Putri yang sangat lemas saat keluar dari ruangan HR, membuat Tari merasa kasihan dan berharap bisa melakukan sesuatu untuk membantunya. Putri sudah mengurusnya selama berbulan-bulan setelah Malik meninggal, sedangkan Tari merasa tak bisa melakukan apapun untuk Putri.
Selain karena pekerjaan yang sangat menyita pikirannya, Putri juga kelelahan karena selama pandemi COVID-19 seluruh sarana pendidikan menerapkan sistem belajar dari rumah menggunakan ponsel dan internet. Kebanyakan orang tua merasakan tekanan yang luar biasa karena pembelajaran yang tidak efektif dan perubahan pola keseharian anak-anak yang jadi lebih senang main ponsel dibandingkan belajar. Belum lagi keterbatasan alat belajar karena tidak semua siswa memiliki ponsel dan internet yang memadai terutama di beberapa daerah yang masih tertinggal.

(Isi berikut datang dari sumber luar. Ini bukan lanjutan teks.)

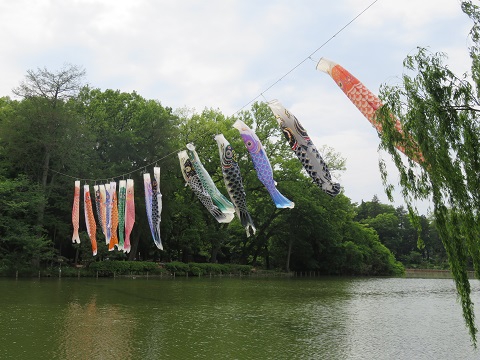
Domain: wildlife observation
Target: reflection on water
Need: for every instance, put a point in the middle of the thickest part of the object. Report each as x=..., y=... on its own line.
x=93, y=332
x=232, y=318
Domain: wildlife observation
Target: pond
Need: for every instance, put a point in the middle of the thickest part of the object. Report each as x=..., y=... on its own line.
x=233, y=318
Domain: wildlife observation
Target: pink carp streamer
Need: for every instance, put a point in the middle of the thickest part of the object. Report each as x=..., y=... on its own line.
x=129, y=215
x=90, y=219
x=76, y=213
x=365, y=101
x=122, y=195
x=114, y=215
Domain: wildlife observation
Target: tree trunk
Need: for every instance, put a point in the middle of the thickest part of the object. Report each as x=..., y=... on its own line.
x=41, y=208
x=289, y=253
x=134, y=245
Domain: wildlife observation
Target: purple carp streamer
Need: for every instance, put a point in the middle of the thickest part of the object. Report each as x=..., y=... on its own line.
x=192, y=179
x=219, y=200
x=103, y=210
x=122, y=196
x=98, y=206
x=262, y=165
x=114, y=201
x=147, y=184
x=76, y=213
x=129, y=215
x=90, y=219
x=233, y=182
x=304, y=148
x=366, y=102
x=156, y=207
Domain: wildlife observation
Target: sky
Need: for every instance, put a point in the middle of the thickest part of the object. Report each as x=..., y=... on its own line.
x=222, y=54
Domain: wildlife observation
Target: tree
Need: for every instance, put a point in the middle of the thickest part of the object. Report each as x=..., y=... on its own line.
x=20, y=244
x=439, y=114
x=44, y=124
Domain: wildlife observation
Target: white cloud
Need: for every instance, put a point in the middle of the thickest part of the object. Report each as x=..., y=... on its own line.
x=222, y=54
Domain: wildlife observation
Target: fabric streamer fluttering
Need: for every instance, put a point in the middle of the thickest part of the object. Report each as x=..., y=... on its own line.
x=304, y=148
x=108, y=213
x=262, y=164
x=233, y=182
x=122, y=197
x=219, y=200
x=367, y=102
x=129, y=215
x=156, y=206
x=192, y=179
x=114, y=216
x=76, y=213
x=90, y=219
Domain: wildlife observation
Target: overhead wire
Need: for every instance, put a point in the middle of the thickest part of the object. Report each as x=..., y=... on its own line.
x=309, y=57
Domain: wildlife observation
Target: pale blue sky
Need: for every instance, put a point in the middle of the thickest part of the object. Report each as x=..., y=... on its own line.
x=224, y=53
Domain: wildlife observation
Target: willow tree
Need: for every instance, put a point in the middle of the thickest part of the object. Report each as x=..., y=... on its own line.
x=440, y=113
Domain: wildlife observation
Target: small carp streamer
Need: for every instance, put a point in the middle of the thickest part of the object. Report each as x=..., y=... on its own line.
x=156, y=207
x=233, y=182
x=122, y=197
x=108, y=213
x=129, y=215
x=262, y=165
x=221, y=201
x=114, y=216
x=103, y=210
x=98, y=206
x=90, y=219
x=192, y=179
x=365, y=101
x=76, y=213
x=304, y=148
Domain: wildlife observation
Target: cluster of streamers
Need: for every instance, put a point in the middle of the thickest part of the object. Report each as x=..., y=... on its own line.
x=122, y=197
x=262, y=164
x=233, y=182
x=367, y=102
x=153, y=204
x=113, y=214
x=304, y=148
x=129, y=215
x=193, y=179
x=221, y=201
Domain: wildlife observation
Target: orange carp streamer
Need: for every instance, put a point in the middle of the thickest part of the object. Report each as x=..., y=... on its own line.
x=114, y=214
x=76, y=213
x=129, y=215
x=365, y=101
x=90, y=219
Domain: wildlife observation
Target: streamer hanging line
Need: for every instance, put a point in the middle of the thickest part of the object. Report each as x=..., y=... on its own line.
x=309, y=57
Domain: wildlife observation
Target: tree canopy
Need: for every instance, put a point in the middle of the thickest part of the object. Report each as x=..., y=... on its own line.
x=439, y=111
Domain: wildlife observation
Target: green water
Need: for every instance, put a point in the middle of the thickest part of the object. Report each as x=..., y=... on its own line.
x=233, y=318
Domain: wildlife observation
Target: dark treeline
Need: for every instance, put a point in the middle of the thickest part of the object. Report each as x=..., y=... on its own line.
x=59, y=129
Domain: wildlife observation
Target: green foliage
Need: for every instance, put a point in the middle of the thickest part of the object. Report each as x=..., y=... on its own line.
x=439, y=113
x=206, y=269
x=21, y=242
x=109, y=268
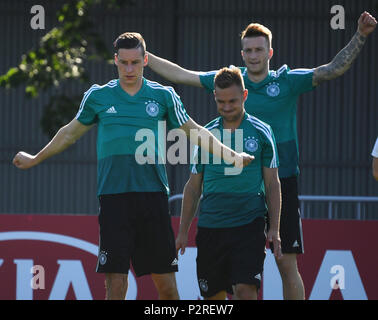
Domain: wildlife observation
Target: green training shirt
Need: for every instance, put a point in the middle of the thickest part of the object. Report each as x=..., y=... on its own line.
x=125, y=123
x=274, y=101
x=231, y=199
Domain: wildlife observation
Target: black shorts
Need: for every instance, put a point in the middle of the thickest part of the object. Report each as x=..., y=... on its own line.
x=230, y=256
x=136, y=226
x=290, y=221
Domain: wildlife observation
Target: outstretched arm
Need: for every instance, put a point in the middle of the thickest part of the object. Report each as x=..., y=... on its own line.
x=190, y=201
x=65, y=137
x=202, y=137
x=273, y=199
x=344, y=59
x=173, y=72
x=375, y=168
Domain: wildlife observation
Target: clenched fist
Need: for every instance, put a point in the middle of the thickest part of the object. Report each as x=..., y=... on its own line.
x=23, y=160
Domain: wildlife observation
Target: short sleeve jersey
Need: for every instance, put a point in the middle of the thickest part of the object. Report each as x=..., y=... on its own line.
x=232, y=198
x=274, y=101
x=130, y=143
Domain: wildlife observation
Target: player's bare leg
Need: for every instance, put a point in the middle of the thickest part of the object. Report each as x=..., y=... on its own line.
x=292, y=283
x=166, y=286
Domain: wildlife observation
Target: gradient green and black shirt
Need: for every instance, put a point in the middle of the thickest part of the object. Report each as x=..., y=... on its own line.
x=274, y=101
x=232, y=198
x=124, y=123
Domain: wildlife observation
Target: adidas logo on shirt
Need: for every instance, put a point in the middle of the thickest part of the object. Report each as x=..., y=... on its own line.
x=174, y=262
x=111, y=110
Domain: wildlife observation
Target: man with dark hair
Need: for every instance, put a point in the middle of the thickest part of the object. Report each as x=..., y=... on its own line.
x=134, y=219
x=231, y=225
x=273, y=98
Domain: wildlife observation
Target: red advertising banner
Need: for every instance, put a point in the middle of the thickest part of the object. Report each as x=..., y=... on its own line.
x=54, y=257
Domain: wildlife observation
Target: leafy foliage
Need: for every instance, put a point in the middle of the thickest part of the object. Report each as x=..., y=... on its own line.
x=60, y=56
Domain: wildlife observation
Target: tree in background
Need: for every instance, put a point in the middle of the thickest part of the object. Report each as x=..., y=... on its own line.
x=60, y=56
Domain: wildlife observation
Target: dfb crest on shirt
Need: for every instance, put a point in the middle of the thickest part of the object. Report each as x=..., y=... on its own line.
x=152, y=108
x=273, y=89
x=251, y=144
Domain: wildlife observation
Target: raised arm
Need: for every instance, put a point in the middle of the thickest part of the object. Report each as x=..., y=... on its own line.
x=344, y=59
x=173, y=72
x=202, y=137
x=190, y=201
x=273, y=199
x=65, y=137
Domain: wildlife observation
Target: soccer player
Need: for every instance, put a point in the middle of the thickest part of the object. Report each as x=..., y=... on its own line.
x=273, y=99
x=374, y=153
x=134, y=219
x=231, y=226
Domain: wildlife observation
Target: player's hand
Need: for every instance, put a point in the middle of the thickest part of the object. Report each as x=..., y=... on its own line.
x=273, y=236
x=366, y=24
x=23, y=160
x=243, y=159
x=181, y=242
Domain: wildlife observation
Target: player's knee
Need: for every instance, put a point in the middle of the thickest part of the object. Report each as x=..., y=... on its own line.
x=287, y=264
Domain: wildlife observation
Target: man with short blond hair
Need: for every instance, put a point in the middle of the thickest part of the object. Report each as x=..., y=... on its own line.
x=134, y=219
x=231, y=226
x=272, y=98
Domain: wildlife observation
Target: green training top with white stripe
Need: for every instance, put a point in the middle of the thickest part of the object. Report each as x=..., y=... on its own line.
x=274, y=101
x=125, y=123
x=231, y=200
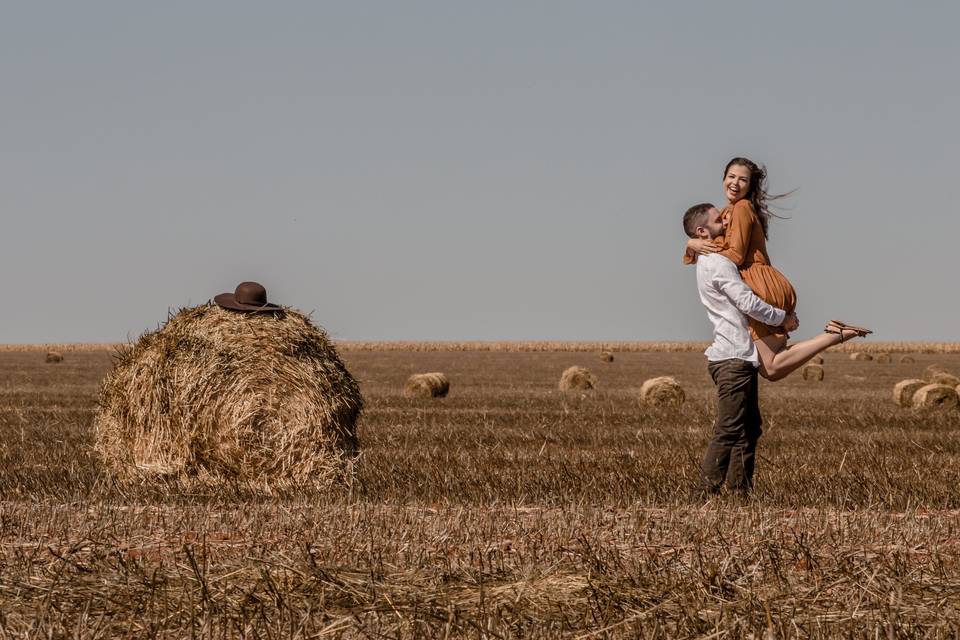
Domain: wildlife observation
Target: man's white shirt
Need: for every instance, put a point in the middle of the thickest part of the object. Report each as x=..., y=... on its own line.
x=729, y=301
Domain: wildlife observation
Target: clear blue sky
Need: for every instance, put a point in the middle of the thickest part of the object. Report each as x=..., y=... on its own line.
x=482, y=170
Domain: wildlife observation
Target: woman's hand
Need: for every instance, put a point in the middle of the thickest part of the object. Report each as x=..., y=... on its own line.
x=701, y=247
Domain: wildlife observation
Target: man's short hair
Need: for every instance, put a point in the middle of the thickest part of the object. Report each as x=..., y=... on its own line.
x=696, y=216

“Anak-anak masih sekolah dari rumah, Put?” Putri mengalihkan perhatiannya dari dokumen yang menumpuk karena seminggu ini dia bekerja dari rumah. Tari juga hampir tidak pernah ke kantor kecuali untuk laporan bulanan dan mengunjungi Putri di ruangannya.
“Masih, minggu lalu guru Dhiya bilang mau coba masuk dengan standar yang diterapkan pemerintah kayak pakai masker, cuci tangan sebelum masuk ruangan, dicek suhu tubuhnya, disemprot desinfektan seragamnya dan pengurangan jumlah siswa di setiap kelas agar bisa membuat jarak. Tapi aku nggak mau Dhiya keluar rumah dan bermain sama teman-temannya tanpa aku,” ucap Putri.
Tari mengerti kekhawatiran Putri. Anak-anak akan tetap bermain seru dengan teman-temannya tanpa memikirkan virus apapun.
“Terus tau ga? Bener aja kan, baru dua hari sekolah eh ada anak yang positif. Akhirnya balik lagi belajar dari rumah," lanjutnya.
“Mending di rumah dulu aja ya," sahut Tari. Putri mengangguk.
Mulai beredar desas desus mengenai pengurangan karyawan di kantor pusat karena penjualan menurun drastis sejak gelombang pertama penyebaran COVID-19. Sekitar tiga puluh toko offline harus ditutup.
Tim pemasaran berhasil menaikkan angka penjualan melalui marketplace, tetapi tetap tidak dapat menutupi kerugian besar yang dialami oleh perusahaan. Saat itu, Tari benar-benar merindukan bakat Aji yang bisa menyelamatkan perusahaan melalui hinaan dan makian.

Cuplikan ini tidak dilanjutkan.